Time to Ballet, #SanFrancisco!

#SFBallet2020, @themartinharo/Instagram
The San Francisco Ballet’s 2020 season kicks off Jan. 21. Tickets are available at sfballet.org

The San Francisco Ballet is about to kick off its 2020 season by kicking off one the most famous shoes on the planet.

Nah, not really. There will be no glass slipper in this SF Ballet production of Cinderella, which Christopher Wheeldon (An American in Paris), the English international choreographer, has updated with stunning style, charming twists, and mesmerizing visual effects. This ballet eschews the fairy godmother and talking mice in favor of a delightfully human story with a hopeful heroine, a noble prince, tiny feet, and ill-fitting shoes. 

OK, then. So there just might be a glass slipper on stage, after all.
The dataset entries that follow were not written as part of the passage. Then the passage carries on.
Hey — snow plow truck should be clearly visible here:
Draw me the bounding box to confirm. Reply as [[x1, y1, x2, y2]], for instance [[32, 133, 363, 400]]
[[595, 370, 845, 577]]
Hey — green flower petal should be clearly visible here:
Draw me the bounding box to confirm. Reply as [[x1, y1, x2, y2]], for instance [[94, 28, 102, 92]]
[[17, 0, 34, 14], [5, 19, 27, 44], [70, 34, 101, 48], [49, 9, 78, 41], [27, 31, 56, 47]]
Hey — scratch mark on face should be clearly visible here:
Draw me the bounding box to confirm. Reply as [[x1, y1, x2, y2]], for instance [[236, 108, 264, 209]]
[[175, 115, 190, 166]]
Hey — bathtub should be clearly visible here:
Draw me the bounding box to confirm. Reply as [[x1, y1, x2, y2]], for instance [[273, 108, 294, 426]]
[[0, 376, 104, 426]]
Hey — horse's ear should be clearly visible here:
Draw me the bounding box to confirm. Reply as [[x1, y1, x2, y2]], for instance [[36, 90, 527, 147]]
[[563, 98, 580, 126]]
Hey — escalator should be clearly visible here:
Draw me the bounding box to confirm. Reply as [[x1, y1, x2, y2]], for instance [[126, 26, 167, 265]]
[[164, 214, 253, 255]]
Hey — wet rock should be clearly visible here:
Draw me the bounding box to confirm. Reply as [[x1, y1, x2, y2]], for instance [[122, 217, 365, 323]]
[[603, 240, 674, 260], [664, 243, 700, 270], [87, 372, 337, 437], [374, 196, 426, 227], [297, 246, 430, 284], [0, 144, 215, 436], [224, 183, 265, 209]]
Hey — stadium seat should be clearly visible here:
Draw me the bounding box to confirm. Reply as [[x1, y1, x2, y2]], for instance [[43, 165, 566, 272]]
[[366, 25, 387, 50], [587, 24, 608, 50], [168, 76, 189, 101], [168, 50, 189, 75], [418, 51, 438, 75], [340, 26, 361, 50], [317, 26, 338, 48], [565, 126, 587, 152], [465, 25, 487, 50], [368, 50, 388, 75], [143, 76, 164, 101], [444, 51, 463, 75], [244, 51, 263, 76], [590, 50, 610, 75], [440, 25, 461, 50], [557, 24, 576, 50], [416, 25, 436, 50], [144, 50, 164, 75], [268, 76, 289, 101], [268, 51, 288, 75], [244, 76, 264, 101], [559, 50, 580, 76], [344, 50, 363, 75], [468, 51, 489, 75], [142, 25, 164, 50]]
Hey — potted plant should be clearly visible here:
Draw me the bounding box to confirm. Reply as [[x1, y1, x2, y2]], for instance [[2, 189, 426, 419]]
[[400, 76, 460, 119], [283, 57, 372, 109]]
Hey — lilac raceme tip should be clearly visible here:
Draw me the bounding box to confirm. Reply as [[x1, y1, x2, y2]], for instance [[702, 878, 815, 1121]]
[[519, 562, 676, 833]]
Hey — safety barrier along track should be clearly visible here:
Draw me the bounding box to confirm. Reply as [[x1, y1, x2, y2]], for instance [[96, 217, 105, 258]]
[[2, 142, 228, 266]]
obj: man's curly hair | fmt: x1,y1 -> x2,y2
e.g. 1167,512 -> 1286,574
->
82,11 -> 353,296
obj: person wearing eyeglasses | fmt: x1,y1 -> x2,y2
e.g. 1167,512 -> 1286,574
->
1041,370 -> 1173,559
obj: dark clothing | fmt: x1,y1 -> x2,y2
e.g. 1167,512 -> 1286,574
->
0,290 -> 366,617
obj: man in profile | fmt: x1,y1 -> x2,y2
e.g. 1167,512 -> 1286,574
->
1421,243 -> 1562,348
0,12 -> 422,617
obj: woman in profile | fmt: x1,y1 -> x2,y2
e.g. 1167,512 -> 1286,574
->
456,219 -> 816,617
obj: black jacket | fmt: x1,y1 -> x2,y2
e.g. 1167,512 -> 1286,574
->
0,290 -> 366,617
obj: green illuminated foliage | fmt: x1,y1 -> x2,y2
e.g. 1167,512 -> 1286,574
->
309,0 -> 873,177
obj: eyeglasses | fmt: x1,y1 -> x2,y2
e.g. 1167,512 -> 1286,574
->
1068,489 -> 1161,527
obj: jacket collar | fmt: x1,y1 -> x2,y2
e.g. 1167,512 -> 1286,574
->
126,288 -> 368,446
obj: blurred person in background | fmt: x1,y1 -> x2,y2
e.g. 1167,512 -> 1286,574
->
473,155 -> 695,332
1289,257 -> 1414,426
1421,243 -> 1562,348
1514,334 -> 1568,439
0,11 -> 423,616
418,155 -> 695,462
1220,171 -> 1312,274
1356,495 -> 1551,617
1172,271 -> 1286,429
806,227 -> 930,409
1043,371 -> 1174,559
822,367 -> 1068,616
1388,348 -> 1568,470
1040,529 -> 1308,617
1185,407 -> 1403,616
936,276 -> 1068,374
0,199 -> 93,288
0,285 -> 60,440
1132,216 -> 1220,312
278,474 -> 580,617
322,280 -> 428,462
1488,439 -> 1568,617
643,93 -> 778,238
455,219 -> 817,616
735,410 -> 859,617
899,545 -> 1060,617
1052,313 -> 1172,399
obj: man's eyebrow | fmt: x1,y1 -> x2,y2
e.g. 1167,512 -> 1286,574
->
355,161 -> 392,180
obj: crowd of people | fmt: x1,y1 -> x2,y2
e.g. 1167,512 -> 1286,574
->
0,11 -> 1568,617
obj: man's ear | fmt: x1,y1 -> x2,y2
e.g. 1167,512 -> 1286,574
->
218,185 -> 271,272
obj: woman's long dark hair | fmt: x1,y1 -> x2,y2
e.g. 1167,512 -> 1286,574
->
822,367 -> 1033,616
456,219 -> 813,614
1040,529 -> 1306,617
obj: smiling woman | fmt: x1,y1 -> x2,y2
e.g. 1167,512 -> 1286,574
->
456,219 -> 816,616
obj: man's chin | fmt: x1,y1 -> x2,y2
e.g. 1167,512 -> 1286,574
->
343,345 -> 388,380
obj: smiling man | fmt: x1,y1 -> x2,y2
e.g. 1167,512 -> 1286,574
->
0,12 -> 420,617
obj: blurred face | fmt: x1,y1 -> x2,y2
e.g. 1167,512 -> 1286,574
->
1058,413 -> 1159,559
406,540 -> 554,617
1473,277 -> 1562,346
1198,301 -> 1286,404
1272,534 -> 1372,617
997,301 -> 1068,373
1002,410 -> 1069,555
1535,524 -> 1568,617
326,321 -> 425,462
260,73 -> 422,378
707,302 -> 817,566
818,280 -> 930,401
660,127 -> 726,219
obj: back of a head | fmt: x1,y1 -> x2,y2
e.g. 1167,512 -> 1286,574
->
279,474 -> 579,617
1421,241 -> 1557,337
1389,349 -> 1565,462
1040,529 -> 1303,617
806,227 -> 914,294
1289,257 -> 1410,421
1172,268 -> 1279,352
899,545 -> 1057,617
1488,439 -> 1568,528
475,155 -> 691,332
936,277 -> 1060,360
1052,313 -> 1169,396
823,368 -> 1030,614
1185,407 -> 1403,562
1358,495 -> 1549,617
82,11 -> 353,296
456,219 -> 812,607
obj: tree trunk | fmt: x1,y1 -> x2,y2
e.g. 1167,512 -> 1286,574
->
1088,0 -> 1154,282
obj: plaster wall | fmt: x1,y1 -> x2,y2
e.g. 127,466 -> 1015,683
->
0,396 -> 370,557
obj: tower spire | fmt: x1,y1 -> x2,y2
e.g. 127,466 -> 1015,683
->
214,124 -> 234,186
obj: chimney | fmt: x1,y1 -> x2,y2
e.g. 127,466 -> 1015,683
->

Set to a score by Sergei Prokofiev with colorful sets and costumes by Julian Crouch, magical projections by Daniel Brodie, and breathtaking puppetry designed by Basil Twist, Wheeldon’s Cinderella is a fairy tale for our time, and one that you’ll be able to enjoy when SF Ballet presents Cinderella Jan. 21-Feb. 2.

Next up this season? “Classical (Re)Vision,” a program running Feb. 11-22 and featuring three ballets specifically created for San Francisco Ballet dancers: Bespoke, updated classicism set to J.S. Bach’s violin concertos, by Aussie dancer-choreographer Stanton Welch; Hummingbird, a moving drama set to music by Philip Glass, from British choreographer Liam Scarlett, in his first commission for SF Ballet; and, from Seattle’s Mark Morris, Sandpaper Balleta cleverly tongue-in-cheek encore of the ballet set to music by Leroy Anderson and costumed by Isaac Mizrahi that premiered at SF Ballet almost 21 years ago.

Happening almost concurrently, Feb. 13-23, the “Dance Innovations” program will offer a chance to see three different ideas of what ballet can express, in the beautiful poignancy of Taiwanese-born American dancer and choreographer Edwaard Liang’s The Infinite Ocean; the world premiere of American dancer and choreographer Trey McIntyre’s The Big Hunger, and the thrilling display of classical movement that is Études, a one-act ballet choreographed by Danish dancer and choreographer Harald Lander.

SF Ballet’s 2020 season will run through the May 1-10 production of Romeo & Juliet, choreographed by Helgi Tómasson, artistic director and principal choreographer for SF Ballet, and set to a score by Sergei Prokofiev.